でも、それが分かったところで、何故この学校が盈虧園なのかは分かるはずもなかった。もっと子供に分かりやすい名前を付ければいいのに。
二時間目が終わった後の休み時間、僕はなんとなく、その話題を持ち出してみることにした。僕らは基本的に、外で元気に遊んだりすることがないメンバーなのだ。虎牙はともかく、僕や満雀ちゃんは運動苦手だったり出来なかったりだし。龍美も自分から進んでやりたい方ではないらしい。
「盈虧園の名前の由来? そうねえ、聞いてみたことはないけど」
龍美はそう言いつつ、
「でも……耳馴染みのない言葉ってわけでは、ないかなあ」
流石文武両道、日常生活では使わない単語だと思うのだけど、知っているのか。
「月の満ち欠けだよね。満雀ちゃんはここの暮らし長いけど、由来について知ってたりする?」
「えとえと、聞いたことはないかな。あんまり変にも思わなかったよ」
「そっかあ。まあ、病院が出来た頃から満雀ちゃんはいるし、学校も病院建設を機にこうなったんだよね。昔過ぎて、疑問に感じることもなかったか」
「他をあんまり知らないから……うゆ」
満雀ちゃんは、ちょっとだけ申し訳なさそうに言う。不思議な語尾を添えて。彼女が困ったとき、返事に詰まったときによく使う便利な言葉が、うゆ、のようだ。……若干あざといと思うのは僕だけだろうか?
「盈虧……ねえ」
「お、どうした不良少年」
「お前な。……いや、下らねえ名前だなって」
「読めないからって」
「そういうんじゃねえよ」
龍美と虎牙の掛け合いは、どこか漫才染みていて、見ている分にはいつも楽しい。当の本人たちがどう思っているのかはさておき。

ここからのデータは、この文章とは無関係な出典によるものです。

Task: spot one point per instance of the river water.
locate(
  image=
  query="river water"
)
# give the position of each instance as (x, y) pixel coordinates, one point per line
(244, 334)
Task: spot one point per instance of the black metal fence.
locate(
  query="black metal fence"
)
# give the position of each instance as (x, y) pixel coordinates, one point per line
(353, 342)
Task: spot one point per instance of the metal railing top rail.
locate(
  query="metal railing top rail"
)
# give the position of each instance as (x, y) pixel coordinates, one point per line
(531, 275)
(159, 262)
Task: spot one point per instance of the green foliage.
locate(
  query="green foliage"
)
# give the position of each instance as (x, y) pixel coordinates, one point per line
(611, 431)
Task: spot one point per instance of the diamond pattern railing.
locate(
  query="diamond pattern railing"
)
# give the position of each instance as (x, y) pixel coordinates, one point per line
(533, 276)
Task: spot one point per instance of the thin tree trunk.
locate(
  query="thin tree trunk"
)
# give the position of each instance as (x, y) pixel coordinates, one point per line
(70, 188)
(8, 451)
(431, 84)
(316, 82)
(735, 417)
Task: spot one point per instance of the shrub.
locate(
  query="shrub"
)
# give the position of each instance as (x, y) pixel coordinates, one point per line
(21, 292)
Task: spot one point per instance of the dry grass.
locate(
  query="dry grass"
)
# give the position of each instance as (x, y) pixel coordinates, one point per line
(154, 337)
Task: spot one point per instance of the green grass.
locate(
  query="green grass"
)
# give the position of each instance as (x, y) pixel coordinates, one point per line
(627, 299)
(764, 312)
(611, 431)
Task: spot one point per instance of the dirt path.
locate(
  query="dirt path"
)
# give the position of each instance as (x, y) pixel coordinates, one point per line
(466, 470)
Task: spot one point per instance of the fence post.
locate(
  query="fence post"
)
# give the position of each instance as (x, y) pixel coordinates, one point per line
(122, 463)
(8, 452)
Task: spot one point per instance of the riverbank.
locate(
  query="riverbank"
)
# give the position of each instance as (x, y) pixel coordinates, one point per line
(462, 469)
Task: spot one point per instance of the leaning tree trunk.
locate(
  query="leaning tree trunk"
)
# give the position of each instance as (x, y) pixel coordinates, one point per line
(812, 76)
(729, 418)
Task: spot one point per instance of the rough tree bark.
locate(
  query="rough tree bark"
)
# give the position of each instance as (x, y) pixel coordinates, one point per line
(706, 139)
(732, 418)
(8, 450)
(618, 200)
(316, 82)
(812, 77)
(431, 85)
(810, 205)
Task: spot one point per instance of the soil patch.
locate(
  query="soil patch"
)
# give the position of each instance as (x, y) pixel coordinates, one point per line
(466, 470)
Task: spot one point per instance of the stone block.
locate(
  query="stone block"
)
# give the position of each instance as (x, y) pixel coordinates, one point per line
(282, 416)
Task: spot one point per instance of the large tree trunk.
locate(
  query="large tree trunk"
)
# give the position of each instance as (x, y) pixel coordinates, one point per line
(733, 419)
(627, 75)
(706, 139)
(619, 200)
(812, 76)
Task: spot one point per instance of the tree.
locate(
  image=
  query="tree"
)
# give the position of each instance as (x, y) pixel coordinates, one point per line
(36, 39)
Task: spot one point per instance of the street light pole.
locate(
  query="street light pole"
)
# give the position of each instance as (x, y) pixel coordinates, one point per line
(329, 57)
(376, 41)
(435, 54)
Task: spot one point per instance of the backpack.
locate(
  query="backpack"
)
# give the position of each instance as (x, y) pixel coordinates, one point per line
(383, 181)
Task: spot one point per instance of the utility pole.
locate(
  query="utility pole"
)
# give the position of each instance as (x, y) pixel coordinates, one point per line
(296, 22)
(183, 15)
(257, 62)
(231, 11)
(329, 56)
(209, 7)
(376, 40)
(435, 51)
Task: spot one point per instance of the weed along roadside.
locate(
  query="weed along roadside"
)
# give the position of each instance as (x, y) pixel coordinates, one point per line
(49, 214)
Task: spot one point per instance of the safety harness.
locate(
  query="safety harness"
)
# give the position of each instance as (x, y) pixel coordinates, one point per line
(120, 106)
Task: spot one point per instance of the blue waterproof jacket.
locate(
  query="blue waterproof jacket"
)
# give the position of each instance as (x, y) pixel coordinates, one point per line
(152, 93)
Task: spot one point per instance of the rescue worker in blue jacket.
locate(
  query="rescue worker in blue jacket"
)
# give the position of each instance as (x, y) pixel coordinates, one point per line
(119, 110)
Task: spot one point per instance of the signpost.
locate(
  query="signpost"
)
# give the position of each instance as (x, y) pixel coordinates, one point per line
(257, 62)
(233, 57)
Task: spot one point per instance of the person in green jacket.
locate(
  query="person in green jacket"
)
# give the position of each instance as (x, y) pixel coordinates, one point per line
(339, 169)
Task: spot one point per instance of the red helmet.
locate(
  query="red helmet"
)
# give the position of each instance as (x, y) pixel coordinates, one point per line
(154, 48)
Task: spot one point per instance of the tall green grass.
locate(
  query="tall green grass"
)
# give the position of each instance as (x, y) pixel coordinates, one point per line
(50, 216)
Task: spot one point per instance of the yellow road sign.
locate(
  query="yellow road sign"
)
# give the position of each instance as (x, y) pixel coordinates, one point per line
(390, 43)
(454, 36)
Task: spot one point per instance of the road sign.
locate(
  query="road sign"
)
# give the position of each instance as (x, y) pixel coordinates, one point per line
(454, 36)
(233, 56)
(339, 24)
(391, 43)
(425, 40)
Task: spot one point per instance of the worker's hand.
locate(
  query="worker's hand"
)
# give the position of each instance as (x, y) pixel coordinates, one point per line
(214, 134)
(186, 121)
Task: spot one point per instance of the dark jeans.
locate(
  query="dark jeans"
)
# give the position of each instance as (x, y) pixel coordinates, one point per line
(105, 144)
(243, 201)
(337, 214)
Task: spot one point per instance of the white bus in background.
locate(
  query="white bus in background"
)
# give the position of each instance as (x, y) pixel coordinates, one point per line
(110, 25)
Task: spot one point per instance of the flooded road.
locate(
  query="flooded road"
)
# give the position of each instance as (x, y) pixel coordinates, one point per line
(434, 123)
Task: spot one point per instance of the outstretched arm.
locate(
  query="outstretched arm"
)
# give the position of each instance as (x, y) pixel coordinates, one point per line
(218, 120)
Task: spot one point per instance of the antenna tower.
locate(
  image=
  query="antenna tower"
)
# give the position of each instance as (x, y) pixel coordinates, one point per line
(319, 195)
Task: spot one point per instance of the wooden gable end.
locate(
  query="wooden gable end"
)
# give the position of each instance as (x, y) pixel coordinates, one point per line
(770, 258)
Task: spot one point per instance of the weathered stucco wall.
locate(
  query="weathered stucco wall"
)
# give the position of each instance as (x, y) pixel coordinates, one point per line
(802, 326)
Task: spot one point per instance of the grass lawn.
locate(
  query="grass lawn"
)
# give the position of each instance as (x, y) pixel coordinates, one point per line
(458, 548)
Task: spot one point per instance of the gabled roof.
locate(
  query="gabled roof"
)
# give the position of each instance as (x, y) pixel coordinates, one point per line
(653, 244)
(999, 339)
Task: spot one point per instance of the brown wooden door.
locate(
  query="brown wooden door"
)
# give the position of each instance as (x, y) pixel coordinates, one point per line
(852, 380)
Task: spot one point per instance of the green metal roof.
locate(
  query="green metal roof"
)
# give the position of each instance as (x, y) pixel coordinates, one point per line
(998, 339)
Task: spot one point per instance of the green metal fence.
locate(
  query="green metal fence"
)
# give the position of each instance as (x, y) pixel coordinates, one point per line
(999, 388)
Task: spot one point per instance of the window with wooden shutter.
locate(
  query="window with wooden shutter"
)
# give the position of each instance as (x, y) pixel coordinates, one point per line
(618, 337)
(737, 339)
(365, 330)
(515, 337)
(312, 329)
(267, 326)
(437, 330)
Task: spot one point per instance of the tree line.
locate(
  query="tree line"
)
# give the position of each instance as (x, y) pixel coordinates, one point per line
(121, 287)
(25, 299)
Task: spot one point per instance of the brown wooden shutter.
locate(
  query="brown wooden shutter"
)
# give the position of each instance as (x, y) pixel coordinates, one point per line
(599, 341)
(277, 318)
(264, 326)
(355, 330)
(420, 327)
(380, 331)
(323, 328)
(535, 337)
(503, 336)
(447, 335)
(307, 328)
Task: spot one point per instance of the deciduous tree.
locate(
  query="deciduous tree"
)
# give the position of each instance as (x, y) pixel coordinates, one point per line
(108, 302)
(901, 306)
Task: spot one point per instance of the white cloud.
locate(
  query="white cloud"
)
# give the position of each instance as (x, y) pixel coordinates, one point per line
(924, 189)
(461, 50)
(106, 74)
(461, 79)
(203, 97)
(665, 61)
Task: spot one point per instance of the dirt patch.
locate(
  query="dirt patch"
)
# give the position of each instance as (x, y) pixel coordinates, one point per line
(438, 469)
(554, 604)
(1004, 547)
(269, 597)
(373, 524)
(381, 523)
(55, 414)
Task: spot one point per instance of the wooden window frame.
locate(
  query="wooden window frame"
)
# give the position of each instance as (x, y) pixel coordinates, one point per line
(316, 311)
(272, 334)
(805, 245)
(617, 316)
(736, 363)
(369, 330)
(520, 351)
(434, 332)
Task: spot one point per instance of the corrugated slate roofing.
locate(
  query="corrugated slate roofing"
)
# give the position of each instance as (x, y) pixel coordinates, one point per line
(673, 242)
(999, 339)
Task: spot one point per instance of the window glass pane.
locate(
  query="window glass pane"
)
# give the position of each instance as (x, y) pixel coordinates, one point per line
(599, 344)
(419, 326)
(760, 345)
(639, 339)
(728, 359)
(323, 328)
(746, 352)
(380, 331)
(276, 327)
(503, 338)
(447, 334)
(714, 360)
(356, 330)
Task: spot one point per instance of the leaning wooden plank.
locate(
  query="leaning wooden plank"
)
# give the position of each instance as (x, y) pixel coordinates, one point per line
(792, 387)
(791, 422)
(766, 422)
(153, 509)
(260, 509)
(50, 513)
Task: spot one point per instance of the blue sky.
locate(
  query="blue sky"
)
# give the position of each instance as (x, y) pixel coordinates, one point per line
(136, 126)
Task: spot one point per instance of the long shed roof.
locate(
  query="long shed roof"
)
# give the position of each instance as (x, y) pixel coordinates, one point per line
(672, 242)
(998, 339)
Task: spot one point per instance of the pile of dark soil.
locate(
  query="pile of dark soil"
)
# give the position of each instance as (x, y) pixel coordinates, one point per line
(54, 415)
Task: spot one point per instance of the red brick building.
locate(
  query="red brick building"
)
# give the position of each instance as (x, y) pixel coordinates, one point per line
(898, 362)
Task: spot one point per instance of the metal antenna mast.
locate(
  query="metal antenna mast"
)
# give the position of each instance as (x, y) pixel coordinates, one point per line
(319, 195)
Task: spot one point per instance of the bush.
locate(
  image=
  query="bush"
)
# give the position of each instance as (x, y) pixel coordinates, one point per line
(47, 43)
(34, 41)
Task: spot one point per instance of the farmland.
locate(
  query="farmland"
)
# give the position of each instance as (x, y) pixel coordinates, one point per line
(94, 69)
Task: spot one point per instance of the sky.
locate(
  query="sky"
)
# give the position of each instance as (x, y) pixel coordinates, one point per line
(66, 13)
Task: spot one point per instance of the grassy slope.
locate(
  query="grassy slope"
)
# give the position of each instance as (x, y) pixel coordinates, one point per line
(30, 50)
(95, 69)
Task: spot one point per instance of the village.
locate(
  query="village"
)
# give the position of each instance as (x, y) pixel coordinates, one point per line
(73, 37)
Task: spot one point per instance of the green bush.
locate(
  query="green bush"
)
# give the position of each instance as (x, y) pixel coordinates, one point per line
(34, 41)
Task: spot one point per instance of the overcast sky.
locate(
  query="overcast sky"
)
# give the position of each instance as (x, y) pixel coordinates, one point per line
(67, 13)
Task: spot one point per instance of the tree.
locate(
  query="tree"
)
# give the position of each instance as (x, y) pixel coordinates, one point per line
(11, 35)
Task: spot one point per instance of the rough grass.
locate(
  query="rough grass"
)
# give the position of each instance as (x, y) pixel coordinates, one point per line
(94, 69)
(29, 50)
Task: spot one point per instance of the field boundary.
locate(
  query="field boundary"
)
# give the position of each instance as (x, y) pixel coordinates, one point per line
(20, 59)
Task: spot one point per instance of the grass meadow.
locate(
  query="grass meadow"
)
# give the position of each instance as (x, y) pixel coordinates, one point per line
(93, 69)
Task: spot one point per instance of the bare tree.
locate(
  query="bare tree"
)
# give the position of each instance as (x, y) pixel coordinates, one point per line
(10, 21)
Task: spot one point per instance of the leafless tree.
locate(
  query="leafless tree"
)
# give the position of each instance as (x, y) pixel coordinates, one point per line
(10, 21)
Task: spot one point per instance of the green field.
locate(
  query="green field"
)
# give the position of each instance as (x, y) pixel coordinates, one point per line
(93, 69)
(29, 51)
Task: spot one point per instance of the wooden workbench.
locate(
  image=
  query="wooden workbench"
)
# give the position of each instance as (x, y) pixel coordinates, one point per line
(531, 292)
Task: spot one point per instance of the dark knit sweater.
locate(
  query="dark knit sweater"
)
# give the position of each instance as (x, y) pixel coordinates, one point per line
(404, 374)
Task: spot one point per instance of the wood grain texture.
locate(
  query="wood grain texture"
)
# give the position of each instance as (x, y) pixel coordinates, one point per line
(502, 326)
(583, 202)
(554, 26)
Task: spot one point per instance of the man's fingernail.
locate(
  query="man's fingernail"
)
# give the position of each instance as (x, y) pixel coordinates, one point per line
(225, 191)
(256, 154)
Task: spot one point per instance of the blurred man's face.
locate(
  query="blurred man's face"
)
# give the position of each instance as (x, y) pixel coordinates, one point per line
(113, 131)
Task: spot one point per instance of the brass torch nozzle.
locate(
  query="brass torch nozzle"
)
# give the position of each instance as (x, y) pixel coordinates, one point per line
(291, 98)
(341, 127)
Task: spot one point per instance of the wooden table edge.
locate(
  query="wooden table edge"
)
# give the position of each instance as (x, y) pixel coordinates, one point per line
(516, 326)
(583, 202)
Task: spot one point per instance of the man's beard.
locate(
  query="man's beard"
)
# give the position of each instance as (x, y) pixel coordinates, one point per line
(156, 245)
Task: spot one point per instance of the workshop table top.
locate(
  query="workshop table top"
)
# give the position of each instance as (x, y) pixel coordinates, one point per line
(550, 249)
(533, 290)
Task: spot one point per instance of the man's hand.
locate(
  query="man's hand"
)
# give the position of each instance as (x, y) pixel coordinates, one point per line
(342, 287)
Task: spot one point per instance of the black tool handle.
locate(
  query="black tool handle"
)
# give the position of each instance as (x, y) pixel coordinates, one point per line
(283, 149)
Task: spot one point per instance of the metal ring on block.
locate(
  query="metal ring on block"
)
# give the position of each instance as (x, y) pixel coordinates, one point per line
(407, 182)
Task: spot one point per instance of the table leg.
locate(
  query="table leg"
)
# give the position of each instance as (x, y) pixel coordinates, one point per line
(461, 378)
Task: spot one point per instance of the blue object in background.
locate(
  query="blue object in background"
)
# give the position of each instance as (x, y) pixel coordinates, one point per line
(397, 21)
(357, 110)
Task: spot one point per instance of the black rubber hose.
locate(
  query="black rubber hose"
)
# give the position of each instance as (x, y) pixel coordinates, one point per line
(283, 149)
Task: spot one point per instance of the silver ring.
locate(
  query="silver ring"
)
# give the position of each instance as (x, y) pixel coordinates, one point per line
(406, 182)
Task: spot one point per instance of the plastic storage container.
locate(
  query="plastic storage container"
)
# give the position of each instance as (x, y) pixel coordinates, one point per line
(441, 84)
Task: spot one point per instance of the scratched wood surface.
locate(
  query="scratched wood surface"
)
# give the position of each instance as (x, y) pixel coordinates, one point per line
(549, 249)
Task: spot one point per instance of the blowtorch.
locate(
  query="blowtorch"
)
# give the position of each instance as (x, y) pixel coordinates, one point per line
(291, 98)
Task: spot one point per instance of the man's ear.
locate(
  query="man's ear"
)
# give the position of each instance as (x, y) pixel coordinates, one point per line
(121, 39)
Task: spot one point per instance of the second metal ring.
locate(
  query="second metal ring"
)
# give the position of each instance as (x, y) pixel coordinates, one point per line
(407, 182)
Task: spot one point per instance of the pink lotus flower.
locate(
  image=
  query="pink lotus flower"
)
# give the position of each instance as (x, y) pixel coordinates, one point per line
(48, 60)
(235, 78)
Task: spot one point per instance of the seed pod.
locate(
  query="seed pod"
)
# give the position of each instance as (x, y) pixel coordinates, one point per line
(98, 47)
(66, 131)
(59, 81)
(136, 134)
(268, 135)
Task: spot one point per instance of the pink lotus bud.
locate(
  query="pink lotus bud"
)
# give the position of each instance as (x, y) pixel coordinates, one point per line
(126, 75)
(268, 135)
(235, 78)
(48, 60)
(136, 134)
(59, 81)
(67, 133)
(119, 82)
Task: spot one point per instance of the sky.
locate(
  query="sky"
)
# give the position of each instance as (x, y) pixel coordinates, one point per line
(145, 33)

「子どもたちの成長は山あり谷あり、色々経験することが大事。大体は、そういう意味でついたみたいだよ」
「ああ、双太さん」
次の授業の教科書を手に、双太さんが話に入ってきた。子供が考えるより、先生に聞くのが一番早かったな。
「満ち足りた気持ちも、欠けちゃった気持ちも大事ってこと?」
「そうそう。満雀ちゃんの言う通り」
双太さんは、優しい口調で満雀ちゃんの言葉に同意する。
「満生台のコンセプトは、満ち足りた暮らしだけどねー」
「それでも人生には、苦い経験も必要ってこったな」
「もーこんだけ生きてりゃ十分でしょ。あとは満ちるだけでいいわ」
「あはは、同感」
どこかおっさん臭い発言だが、本当、僕も龍美と同じ気持ちだ。
「でも、青春っていうのは、いくら満生台でも保証しかねるからね。その辺は、君たち次第だよ」
「というのは双太さん、そういうことを言ってるんですね?」
「な、なんか言った方が恥ずかしくなるな……そういうこと。大切な時間だから、後悔のないように過ごさないとね?」
「モチです、モチ」
「どーいうこと?」
「あはは、恋バナってやつじゃない?」
「あー……うゆ」
「困っちゃうんだ」
結局テンションが上がったのは、龍美だけのようである。
月の満ち欠け。人生の満ち欠け。
まあ、そんな比喩だと考えたら、悪くはない名前なのかな。
そこでチャイムが鳴って、雑談は終了となった。
双太さんはにこりと笑うと、教卓の方へ戻っていった。
読み終わったら、ポイントを付けましょう!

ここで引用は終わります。